Principle #7 – the God Factor. Psssssst – pay attention to the LGBT Christian movement. The grace and mercy I see in my gay and trans* brothers and sister may well be the seed of ushering in a movement of God. This ideology infused political/religious mess of the last 45 years has been the seed of destruction of the church. It is time to end the whorish alliance. Confused? Read Chapters 5-10 in my book. (To address those who WILL say “Oh, she just wants to sell her book.” To you I say, I am just as worthy of offering input as is Brown. The major difference is that I do not conveniently ignore history to support my theology or ideology.)

#8 – Write the Last Chapter.

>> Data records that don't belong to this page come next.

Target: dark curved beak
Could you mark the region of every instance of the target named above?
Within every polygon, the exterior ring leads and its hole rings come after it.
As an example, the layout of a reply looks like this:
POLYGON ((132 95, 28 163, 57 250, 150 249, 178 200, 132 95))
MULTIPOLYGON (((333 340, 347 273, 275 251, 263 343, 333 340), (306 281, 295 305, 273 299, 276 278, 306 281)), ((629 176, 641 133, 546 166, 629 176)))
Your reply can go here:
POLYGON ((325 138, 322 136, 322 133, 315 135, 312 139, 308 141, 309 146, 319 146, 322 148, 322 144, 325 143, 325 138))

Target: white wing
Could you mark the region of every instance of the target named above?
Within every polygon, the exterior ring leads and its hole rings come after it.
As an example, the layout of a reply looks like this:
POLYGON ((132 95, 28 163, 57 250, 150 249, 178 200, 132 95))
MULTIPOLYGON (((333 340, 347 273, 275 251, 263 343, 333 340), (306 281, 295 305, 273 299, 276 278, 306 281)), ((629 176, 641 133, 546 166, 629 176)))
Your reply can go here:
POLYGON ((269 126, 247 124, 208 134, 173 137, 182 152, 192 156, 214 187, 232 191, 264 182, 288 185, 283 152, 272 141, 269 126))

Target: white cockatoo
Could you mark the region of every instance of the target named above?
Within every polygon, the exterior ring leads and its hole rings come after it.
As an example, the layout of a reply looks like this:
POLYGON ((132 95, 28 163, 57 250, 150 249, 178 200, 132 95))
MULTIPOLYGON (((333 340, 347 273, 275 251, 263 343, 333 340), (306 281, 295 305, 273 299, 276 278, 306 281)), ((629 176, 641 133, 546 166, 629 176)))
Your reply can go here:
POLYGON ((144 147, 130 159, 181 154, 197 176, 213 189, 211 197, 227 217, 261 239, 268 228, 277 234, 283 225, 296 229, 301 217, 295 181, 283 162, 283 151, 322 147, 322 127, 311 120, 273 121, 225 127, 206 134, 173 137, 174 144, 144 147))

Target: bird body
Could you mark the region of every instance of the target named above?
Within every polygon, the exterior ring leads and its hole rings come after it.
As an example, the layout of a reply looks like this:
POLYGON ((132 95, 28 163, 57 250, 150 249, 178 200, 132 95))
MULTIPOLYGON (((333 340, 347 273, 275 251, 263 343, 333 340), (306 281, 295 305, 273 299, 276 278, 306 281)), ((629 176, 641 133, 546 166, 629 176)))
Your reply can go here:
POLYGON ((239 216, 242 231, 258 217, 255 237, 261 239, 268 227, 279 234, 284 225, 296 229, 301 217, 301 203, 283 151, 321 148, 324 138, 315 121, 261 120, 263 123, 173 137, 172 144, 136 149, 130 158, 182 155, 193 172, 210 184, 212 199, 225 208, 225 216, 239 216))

When people come back in a decade or two and order “Outlasting” on Amazon for a penny as part of their research to see how the conservative church got it so wrong and as badly as it has – “Outlasting” will be part of the record.

_________________________________

If any Christian author refuses to address the subject of the intersection of faith with sexual orientation and gender identity with academic integrity including acknowledging: the cultural shifts in the status of women of many millennia, the progression of understanding and input from experts in human sexuality, the merger of conservative politics and religion since the late 1970s with its destructive impact, each significantly influencing the ability to take an honest look at biblical translations, then why should that author’s opinions be respected or influential?

When Christians finally acknowledge the ignorance with which they formulated opinions and doctrine concerning the LGBT community and LGBT Christians in particular, they will then regret the harm they caused resulting from their ignorance.

Ethical reflection of such ignorance WILL come as it did on issues of women and civil rights for people of color. Brown’s writings will hold an embarrassing place in that legacy.
_________

I gave the book 2 stars rather than 1 because any book project requires work; I do not dismiss such efforts.